Se o debate chegou a ser acalorado, faltou transparência e coragem para tocar
no ponto crucial: o fim do OGMO, esse ente que pode ser considerado o último
traço de anacronismo do setor portuário brasileiro, na prática, um monopólio de
caráter para-sindical que define como uma empresa privada deve contratar mão de
obra, quem deve contratar e de que forma devem ser capacitados, treinados e
organizados (incluindo cadastro e escala de trabalho) os profissionais que lhe
prestam serviços.
Só a
burocracia que envolve essa intermediação - e os custos inerentes a ela - já
seria razão suficiente para justificar o seu fim, sem contar a questão de
fundo, ainda mais importante: por que uma empresa privada deve ser obrigada a
recorrer a terceiros para fazer algo essencial à sua atividade, qual seja, a
gestão de pessoal especializado? Portos
são elementos fundamentais para a cadeia produtiva de um país e representam um
elo integrador da logística de transportes (navegação com ferrovias e rodovias).

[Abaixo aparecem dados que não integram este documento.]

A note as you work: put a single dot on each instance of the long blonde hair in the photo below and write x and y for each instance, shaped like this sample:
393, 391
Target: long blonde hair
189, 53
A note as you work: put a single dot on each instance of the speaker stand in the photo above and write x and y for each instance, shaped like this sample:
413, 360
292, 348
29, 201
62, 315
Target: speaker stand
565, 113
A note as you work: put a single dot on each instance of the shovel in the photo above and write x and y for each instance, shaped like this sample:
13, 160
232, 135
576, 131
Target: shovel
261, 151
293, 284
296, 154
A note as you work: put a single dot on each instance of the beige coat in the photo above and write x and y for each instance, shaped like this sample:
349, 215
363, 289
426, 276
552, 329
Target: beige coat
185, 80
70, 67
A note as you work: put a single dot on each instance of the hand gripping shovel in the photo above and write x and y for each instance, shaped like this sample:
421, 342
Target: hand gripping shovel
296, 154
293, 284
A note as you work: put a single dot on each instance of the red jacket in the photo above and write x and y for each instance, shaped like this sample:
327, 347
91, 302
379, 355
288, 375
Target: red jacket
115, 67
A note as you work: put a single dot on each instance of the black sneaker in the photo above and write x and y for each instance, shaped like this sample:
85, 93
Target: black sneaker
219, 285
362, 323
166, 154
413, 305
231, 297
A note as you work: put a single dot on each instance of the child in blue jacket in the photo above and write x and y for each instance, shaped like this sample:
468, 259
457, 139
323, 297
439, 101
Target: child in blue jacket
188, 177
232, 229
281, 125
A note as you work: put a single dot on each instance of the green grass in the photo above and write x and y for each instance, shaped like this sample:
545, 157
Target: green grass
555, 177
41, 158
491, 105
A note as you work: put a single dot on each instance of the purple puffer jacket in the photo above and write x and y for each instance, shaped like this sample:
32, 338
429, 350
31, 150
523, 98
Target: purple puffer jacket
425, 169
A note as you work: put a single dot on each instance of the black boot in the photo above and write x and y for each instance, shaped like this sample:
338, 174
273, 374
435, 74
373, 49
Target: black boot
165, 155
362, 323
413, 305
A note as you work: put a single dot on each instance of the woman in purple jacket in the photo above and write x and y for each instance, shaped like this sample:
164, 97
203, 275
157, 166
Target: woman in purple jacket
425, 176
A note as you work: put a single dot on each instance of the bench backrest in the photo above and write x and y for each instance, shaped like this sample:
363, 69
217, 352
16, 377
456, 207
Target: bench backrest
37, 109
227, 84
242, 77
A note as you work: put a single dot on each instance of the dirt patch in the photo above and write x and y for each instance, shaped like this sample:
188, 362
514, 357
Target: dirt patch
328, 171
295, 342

A necessidade de sua expansão física e sua modernização é permanente, tendo em
vista a competitividade da economia em face do irrefreável aumento de demanda
ao longo do tempo.
Não
é razoável que infraestruturas portuárias públicas fiquem ociosas, ainda que
tenhamos, cada vez mais, a possibilidade de expansão de instalações privadas.
Vale dizer que os Portos Organizados constituem um formidável ativo público, e
os TUPs não vieram substituí-los, mas, sim, acrescer capacidade ao setor, a fim
de prevenir gargalos geradores de ineficiência. Para superar o problema da
ociosidade, o ministro da Infraestrutura, Tarcísio de Freitas, está propondo modelos
de arrendamento menos rígidos e contratos temporários (cinco anos de exploração,
ao invés dos 35 dos arrendamentos regulares).
A
questão é saber se essa solução paliativa não gerará novas assimetrias, além de
não resolver o problema de base. O modelo híbrido brasileiro (regimes landlord port e fully privatized port conjugados) é viável. Portos Organizados e TUPs não são excludentes, mas
complementares. Porém, a redução de assimetrias em prol da concorrência deve
ser uma meta. Considerando a evolução do arcabouço legal que disciplina o setor
portuário desde a década de 1990, chegou a hora de se falar sobre o fim do OGMO,
mesmo que isso represente um grande desafio político.
Afinal,
todos os demais importantes obstáculos à modernização do setor já foram
removidos. O que não se pode é assistir inerte à progressiva ociosidade de
áreas portuárias públicas em função da manutenção de um anacronismo.